Iraq Vet wins prize for blog > book. Pentagon tries to stop it from ever happening, again.


A former American machine gunner’s memoir of a year’s tour of duty in Iraq based on his blog has just won a major accolade.


Colby Buzzell

The timing of the award is almost as striking as the writing which it honours. A former American machine gunner’s memoir of a year’s tour of duty in Iraq based on his blog has just won a major accolade at precisely the moment when the US military high command is clamping down on blogs among the rank and file.

Colby Buzzell was awarded the £5,000 Lulu Blooker prize for My War: Killing Time in Iraq, which was voted the best book of the year based on a blog. It triumphed over 110 entries from 15 countries.

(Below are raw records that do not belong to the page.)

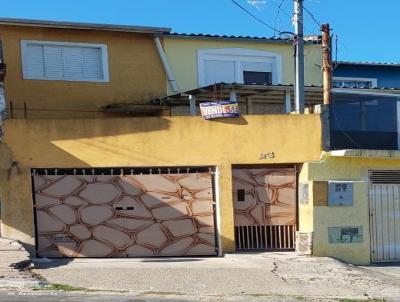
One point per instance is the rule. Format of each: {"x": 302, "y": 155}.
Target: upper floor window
{"x": 44, "y": 60}
{"x": 238, "y": 65}
{"x": 347, "y": 82}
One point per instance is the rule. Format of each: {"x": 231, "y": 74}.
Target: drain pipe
{"x": 164, "y": 61}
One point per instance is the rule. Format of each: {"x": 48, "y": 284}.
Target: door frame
{"x": 297, "y": 169}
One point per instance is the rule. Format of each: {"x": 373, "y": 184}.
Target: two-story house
{"x": 366, "y": 75}
{"x": 104, "y": 154}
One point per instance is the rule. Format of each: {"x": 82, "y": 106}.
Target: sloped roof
{"x": 308, "y": 39}
{"x": 367, "y": 63}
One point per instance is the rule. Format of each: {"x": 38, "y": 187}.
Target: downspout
{"x": 167, "y": 68}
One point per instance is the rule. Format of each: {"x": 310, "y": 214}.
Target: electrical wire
{"x": 256, "y": 18}
{"x": 278, "y": 13}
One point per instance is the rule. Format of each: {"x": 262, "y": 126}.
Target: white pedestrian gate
{"x": 384, "y": 200}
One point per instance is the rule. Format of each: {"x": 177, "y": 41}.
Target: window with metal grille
{"x": 45, "y": 60}
{"x": 385, "y": 176}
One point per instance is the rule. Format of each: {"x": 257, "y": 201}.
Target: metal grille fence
{"x": 265, "y": 237}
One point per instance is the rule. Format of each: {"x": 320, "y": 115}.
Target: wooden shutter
{"x": 33, "y": 63}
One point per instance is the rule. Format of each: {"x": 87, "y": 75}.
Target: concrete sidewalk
{"x": 15, "y": 267}
{"x": 247, "y": 275}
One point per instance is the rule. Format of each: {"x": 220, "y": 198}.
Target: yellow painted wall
{"x": 153, "y": 141}
{"x": 135, "y": 70}
{"x": 182, "y": 57}
{"x": 345, "y": 168}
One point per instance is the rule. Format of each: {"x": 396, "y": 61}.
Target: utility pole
{"x": 299, "y": 56}
{"x": 326, "y": 63}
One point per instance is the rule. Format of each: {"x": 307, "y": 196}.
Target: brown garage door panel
{"x": 124, "y": 216}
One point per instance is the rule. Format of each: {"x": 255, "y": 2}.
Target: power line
{"x": 312, "y": 16}
{"x": 278, "y": 13}
{"x": 256, "y": 18}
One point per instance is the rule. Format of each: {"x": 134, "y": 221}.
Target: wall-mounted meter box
{"x": 340, "y": 193}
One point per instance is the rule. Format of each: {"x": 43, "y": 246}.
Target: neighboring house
{"x": 366, "y": 75}
{"x": 76, "y": 184}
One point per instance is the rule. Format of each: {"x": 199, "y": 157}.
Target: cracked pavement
{"x": 254, "y": 275}
{"x": 236, "y": 277}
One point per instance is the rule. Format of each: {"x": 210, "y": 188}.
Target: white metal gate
{"x": 384, "y": 200}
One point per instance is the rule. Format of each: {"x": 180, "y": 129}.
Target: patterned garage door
{"x": 92, "y": 213}
{"x": 265, "y": 208}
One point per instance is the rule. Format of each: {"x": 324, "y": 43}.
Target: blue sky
{"x": 366, "y": 29}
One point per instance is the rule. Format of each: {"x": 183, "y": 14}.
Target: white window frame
{"x": 238, "y": 55}
{"x": 102, "y": 47}
{"x": 374, "y": 81}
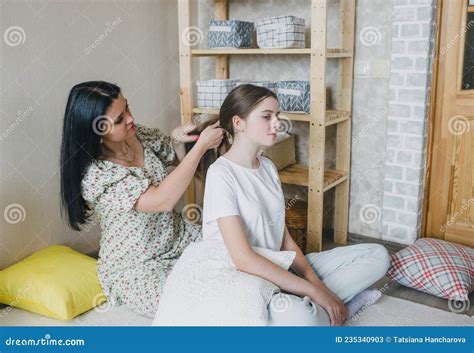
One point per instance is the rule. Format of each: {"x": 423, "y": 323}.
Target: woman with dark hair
{"x": 117, "y": 169}
{"x": 244, "y": 207}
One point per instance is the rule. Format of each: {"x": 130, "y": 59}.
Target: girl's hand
{"x": 335, "y": 308}
{"x": 211, "y": 137}
{"x": 180, "y": 134}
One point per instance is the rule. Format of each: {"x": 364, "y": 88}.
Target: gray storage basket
{"x": 280, "y": 32}
{"x": 211, "y": 93}
{"x": 293, "y": 95}
{"x": 230, "y": 34}
{"x": 267, "y": 84}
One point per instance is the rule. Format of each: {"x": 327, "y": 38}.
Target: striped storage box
{"x": 267, "y": 84}
{"x": 294, "y": 96}
{"x": 230, "y": 34}
{"x": 280, "y": 32}
{"x": 211, "y": 93}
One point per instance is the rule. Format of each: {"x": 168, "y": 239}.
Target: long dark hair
{"x": 240, "y": 101}
{"x": 83, "y": 123}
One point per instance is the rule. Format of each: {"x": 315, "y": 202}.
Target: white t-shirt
{"x": 253, "y": 194}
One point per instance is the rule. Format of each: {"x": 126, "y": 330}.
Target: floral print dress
{"x": 137, "y": 249}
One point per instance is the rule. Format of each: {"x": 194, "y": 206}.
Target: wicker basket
{"x": 296, "y": 219}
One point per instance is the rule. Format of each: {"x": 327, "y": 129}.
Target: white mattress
{"x": 388, "y": 311}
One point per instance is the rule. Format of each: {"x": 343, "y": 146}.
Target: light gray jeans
{"x": 346, "y": 271}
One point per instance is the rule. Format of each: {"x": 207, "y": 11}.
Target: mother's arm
{"x": 164, "y": 197}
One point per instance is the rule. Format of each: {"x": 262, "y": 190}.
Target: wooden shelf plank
{"x": 297, "y": 174}
{"x": 330, "y": 53}
{"x": 332, "y": 116}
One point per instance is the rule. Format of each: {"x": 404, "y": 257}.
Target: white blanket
{"x": 205, "y": 289}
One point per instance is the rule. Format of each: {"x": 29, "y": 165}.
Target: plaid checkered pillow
{"x": 436, "y": 267}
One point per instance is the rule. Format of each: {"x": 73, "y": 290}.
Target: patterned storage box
{"x": 230, "y": 34}
{"x": 280, "y": 32}
{"x": 267, "y": 84}
{"x": 294, "y": 96}
{"x": 212, "y": 93}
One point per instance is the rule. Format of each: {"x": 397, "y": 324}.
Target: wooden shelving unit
{"x": 314, "y": 176}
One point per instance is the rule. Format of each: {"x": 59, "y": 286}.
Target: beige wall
{"x": 39, "y": 62}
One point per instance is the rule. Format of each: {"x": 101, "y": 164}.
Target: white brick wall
{"x": 410, "y": 81}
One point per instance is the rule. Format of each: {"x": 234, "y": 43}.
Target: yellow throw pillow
{"x": 57, "y": 282}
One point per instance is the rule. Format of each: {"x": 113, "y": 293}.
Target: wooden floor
{"x": 392, "y": 288}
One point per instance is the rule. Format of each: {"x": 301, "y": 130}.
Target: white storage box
{"x": 280, "y": 32}
{"x": 211, "y": 93}
{"x": 230, "y": 34}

The paradox of Buzzell’s victory is that it quickly follows the revelation that the Pentagon has introduced new rules restricting blogs among soldiers, fuelling speculation that live and unadorned combat writing from the field such as Buzzell’s may be the last of its kind.

The new rules require all would-be “milbloggers”, as soldier-publishers are called, to submit blog entries to supervising officers before posting them. That turns on its head the existing rules which allowed soldiers to post freely, with the onus on them to register their blogs and to alert officers to any material that might compromise security.

Yesterday the defence department went further and announced it was blocking access “worldwide” to 13 communal websites, including YouTube and MySpace from military computers and networks.

Buzzell’s book has been translated into seven languages. Pentagon policy should be translated into a landfill.